Calculate the volume required for complete neutralization of 60.00mL of 0.1500 M KOH(aq).
a) 0.1500M nitric acid, HNO3.
The answer I got for this question is 0.06 using method c1v1=c2v2 but I want to show using unit analysis. Please help me know how to do this.
KOH + HNO3 ==> KNO3 + H2O
mols KOH = M x L = 0.1500 x 0.06000 = 0.009000
mols HNO3 = mols KOH since 1 mol KOH =- 1 mol HNO3
Then M HNO3 = mols HNO3/L HNO3 = 0.009/0.1500 = 0.06000 l = 60.00 mL.
is this way called unit analysis
Nope, but I don’t think you can use unit analysis to calculate the volume needed to reach the equivalence point. Google unit analysis and see what you come up with.

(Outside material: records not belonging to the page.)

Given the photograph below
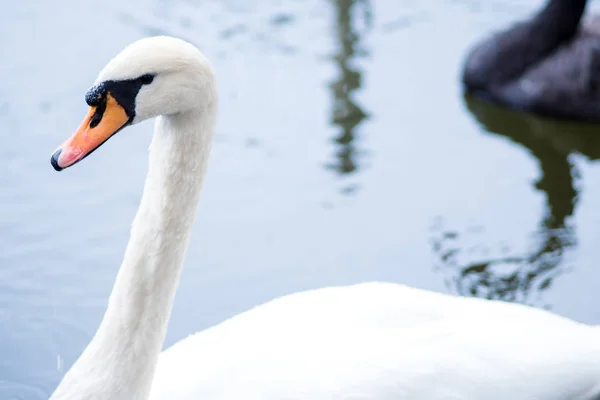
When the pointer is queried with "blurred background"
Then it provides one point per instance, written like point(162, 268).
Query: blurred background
point(345, 152)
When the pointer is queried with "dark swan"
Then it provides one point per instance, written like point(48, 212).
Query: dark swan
point(548, 65)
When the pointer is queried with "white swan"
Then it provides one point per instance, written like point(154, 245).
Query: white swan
point(369, 341)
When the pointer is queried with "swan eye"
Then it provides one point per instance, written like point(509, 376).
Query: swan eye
point(146, 79)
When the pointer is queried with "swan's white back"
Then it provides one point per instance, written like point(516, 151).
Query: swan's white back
point(370, 341)
point(384, 341)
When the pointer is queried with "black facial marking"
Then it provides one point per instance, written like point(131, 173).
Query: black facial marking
point(123, 91)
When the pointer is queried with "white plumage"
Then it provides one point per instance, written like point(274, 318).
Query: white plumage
point(368, 341)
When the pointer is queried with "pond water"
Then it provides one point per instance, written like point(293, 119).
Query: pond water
point(345, 152)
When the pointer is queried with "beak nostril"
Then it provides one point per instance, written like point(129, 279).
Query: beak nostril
point(54, 160)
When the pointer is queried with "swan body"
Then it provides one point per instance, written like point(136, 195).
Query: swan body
point(548, 65)
point(366, 341)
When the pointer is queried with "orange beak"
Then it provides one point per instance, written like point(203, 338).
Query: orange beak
point(91, 134)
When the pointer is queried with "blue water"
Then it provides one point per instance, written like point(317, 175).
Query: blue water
point(345, 152)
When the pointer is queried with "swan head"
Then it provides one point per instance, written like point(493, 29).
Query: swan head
point(150, 77)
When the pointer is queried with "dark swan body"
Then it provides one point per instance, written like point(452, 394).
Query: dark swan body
point(548, 65)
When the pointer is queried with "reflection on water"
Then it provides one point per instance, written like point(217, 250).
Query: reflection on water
point(347, 114)
point(516, 277)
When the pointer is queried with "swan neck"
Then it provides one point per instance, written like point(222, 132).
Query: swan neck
point(120, 360)
point(561, 18)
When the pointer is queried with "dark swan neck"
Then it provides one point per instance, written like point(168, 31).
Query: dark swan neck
point(506, 56)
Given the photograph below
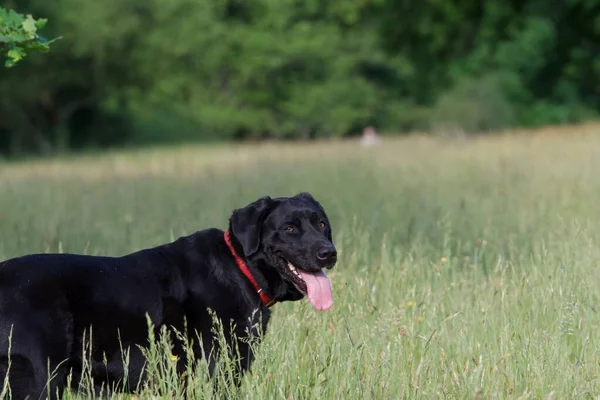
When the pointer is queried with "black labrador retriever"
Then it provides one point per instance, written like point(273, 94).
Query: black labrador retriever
point(274, 250)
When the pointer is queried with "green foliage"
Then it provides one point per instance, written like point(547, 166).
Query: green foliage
point(463, 268)
point(187, 70)
point(19, 36)
point(473, 106)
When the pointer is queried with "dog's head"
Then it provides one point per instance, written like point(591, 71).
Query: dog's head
point(292, 235)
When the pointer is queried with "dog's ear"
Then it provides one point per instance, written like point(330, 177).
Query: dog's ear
point(309, 197)
point(246, 223)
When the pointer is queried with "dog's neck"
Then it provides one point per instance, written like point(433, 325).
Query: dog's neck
point(266, 299)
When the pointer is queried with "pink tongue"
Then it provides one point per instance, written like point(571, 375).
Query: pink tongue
point(319, 289)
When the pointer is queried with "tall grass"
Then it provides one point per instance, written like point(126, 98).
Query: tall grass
point(467, 269)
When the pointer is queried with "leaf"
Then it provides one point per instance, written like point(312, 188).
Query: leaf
point(29, 26)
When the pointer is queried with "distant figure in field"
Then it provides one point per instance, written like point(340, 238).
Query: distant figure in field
point(369, 137)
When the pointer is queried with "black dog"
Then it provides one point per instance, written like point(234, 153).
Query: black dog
point(274, 250)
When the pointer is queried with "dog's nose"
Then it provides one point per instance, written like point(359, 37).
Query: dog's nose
point(327, 253)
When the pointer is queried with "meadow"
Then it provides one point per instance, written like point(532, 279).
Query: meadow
point(468, 269)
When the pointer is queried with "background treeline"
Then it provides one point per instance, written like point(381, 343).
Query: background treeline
point(147, 71)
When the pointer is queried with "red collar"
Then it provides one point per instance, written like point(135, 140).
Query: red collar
point(266, 299)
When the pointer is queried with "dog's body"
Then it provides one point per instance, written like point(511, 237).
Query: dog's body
point(50, 304)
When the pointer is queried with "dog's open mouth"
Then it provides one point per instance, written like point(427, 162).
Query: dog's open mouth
point(315, 285)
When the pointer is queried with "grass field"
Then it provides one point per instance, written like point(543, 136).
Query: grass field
point(467, 270)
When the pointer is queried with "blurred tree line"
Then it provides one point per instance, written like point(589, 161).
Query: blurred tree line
point(148, 71)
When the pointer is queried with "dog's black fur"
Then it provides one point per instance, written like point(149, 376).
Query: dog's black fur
point(50, 301)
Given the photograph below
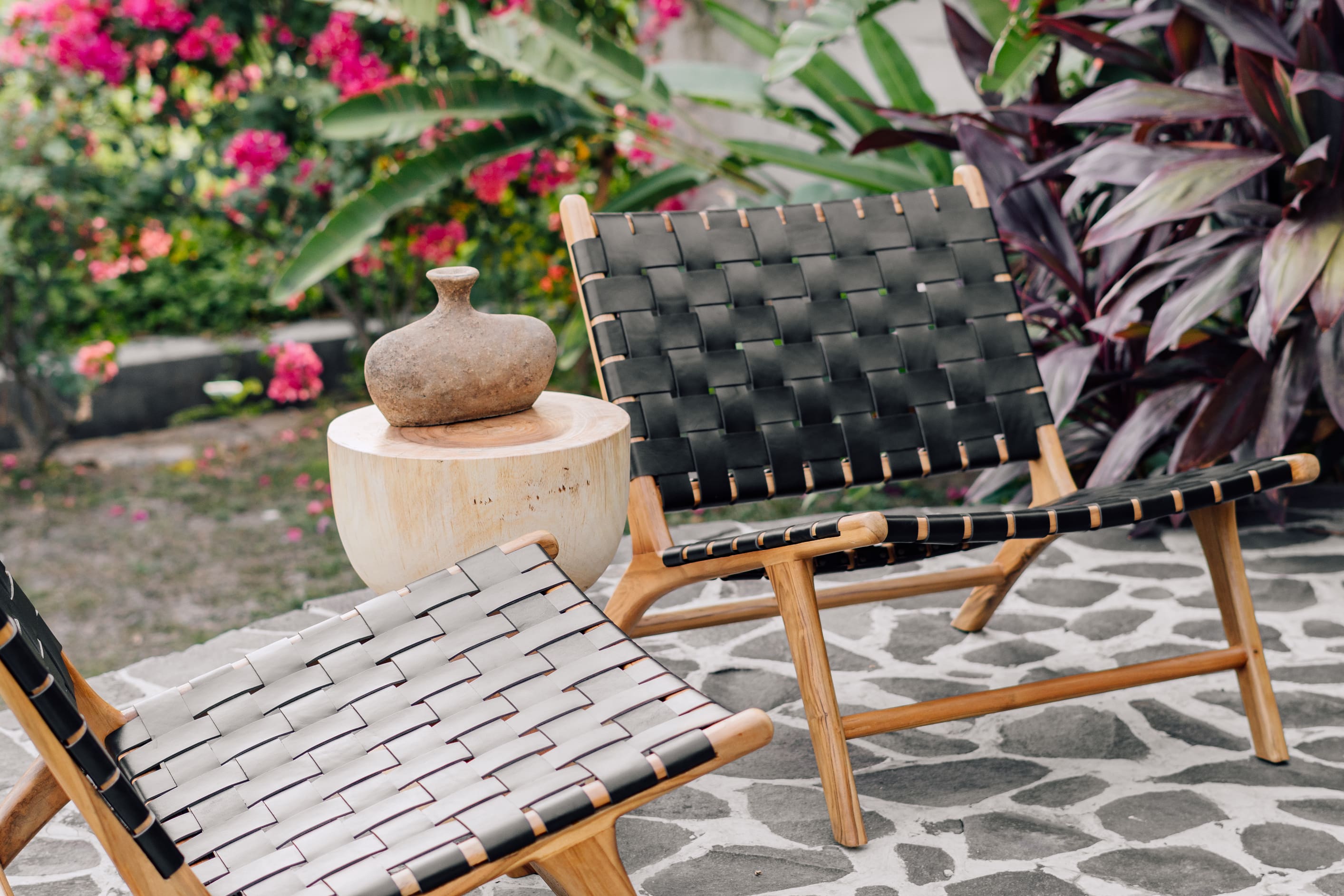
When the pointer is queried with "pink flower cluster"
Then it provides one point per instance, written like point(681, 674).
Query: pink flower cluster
point(439, 242)
point(96, 362)
point(493, 179)
point(76, 37)
point(662, 15)
point(155, 14)
point(299, 373)
point(550, 173)
point(209, 38)
point(342, 50)
point(256, 154)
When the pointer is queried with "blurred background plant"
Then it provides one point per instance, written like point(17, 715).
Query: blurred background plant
point(1169, 173)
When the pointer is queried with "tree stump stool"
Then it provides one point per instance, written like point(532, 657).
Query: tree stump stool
point(413, 500)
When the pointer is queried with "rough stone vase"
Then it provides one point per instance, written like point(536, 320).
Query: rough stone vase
point(456, 363)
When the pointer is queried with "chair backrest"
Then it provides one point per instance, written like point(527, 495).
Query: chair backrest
point(31, 656)
point(777, 351)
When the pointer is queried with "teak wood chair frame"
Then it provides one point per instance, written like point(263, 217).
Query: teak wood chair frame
point(579, 860)
point(799, 601)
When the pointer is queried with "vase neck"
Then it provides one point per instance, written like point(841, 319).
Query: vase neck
point(454, 287)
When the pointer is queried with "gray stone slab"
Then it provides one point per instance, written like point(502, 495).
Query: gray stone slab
point(1172, 871)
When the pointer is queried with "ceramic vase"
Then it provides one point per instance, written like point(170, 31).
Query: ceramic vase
point(457, 363)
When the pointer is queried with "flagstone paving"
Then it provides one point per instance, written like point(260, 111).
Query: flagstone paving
point(1151, 790)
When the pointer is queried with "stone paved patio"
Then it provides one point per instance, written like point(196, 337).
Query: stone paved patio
point(1151, 790)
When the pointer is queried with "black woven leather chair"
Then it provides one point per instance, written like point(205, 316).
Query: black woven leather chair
point(773, 352)
point(483, 721)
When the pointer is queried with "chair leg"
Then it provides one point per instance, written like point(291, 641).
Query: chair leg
point(797, 597)
point(1014, 558)
point(589, 868)
point(33, 802)
point(1217, 529)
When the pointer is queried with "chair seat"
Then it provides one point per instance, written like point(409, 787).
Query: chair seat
point(912, 537)
point(429, 730)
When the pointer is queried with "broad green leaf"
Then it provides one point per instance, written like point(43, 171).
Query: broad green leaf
point(1295, 254)
point(901, 82)
point(994, 15)
point(836, 88)
point(824, 77)
point(826, 22)
point(345, 231)
point(870, 173)
point(1015, 64)
point(549, 48)
point(649, 191)
point(1143, 103)
point(757, 38)
point(1205, 292)
point(402, 112)
point(898, 78)
point(1179, 190)
point(714, 82)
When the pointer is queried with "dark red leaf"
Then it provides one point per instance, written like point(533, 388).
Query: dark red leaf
point(891, 139)
point(1295, 376)
point(1150, 421)
point(1178, 191)
point(972, 50)
point(1233, 413)
point(1124, 162)
point(1140, 103)
point(1260, 87)
point(1218, 281)
point(1245, 26)
point(1330, 356)
point(1295, 256)
point(1027, 210)
point(1186, 41)
point(1140, 20)
point(1096, 43)
point(1327, 82)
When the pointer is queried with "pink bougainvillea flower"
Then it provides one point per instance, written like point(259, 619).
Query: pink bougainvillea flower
point(209, 38)
point(257, 154)
point(155, 14)
point(437, 243)
point(493, 179)
point(155, 242)
point(338, 41)
point(96, 362)
point(662, 15)
point(359, 74)
point(550, 173)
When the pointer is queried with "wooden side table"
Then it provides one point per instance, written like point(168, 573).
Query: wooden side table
point(410, 501)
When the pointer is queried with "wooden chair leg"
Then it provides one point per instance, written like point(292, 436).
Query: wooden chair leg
point(589, 868)
point(1217, 529)
point(33, 802)
point(1014, 558)
point(796, 594)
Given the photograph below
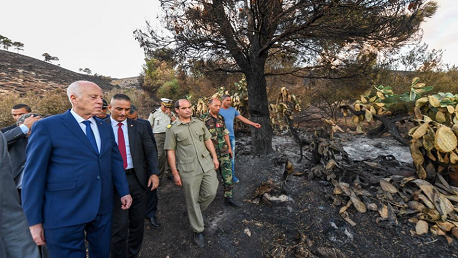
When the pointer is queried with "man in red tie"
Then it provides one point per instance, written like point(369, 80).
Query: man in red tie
point(140, 164)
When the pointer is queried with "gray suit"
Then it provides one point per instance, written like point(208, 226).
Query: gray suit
point(15, 240)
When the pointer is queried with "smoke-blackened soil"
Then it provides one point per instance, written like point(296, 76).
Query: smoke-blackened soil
point(298, 221)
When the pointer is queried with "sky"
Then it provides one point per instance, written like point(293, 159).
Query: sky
point(98, 34)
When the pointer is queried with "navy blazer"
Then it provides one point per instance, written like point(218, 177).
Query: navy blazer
point(66, 182)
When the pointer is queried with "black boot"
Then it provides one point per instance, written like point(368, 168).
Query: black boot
point(199, 239)
point(229, 201)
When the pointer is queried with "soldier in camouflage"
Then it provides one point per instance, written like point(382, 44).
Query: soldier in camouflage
point(220, 138)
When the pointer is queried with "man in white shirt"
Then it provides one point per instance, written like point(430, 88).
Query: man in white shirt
point(159, 120)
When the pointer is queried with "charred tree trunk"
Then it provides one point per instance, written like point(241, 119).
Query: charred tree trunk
point(259, 110)
point(297, 138)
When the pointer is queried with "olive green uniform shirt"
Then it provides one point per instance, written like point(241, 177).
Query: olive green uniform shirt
point(188, 140)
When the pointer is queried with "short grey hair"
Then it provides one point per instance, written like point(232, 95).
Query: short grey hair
point(22, 118)
point(74, 89)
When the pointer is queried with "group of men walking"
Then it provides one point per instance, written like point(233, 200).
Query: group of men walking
point(87, 178)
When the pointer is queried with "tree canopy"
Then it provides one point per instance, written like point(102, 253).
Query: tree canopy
point(244, 36)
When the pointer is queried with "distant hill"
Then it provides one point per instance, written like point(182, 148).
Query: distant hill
point(19, 73)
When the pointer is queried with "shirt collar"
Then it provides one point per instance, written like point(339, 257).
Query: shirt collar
point(115, 123)
point(79, 119)
point(178, 121)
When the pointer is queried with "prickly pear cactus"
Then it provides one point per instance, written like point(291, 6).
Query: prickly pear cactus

To calculate the volume required for complete neutralization using unit analysis, you need to consider the stoichiometry of the reaction and the molar ratios between the reactants. Let's break it down step by step:
Step 1: Write the balanced chemical equation for the neutralization reaction between KOH and HNO3:
KOH + HNO3 → KNO3 + H2O
From the balanced equation above, we can see that the molar ratio between KOH and HNO3 is 1:1, meaning that 1 mole of KOH reacts with 1 mole of HNO3.
Step 2: Calculate the number of moles of KOH:
Given that the initial volume of KOH solution is 60.00 mL (0.06000 L) and the concentration of KOH is 0.1500 M, you can use the formula:
moles of KOH = volume (L) × concentration (M)
moles of KOH = 0.06000 L × 0.1500 M
moles of KOH = 0.009 mol
Step 3: Determine the volume of HNO3 required using the molar ratio:
Since the molar ratio between KOH and HNO3 is 1:1, the volume of HNO3 required will be the same as the volume of KOH used.
Therefore, the volume of HNO3 required for complete neutralization is 0.06000 L (or 60.00 mL).
So, the volume required for complete neutralization of 60.00 mL of 0.1500 M KOH(aq) with 0.1500 M HNO3(aq) is 0.06000 L.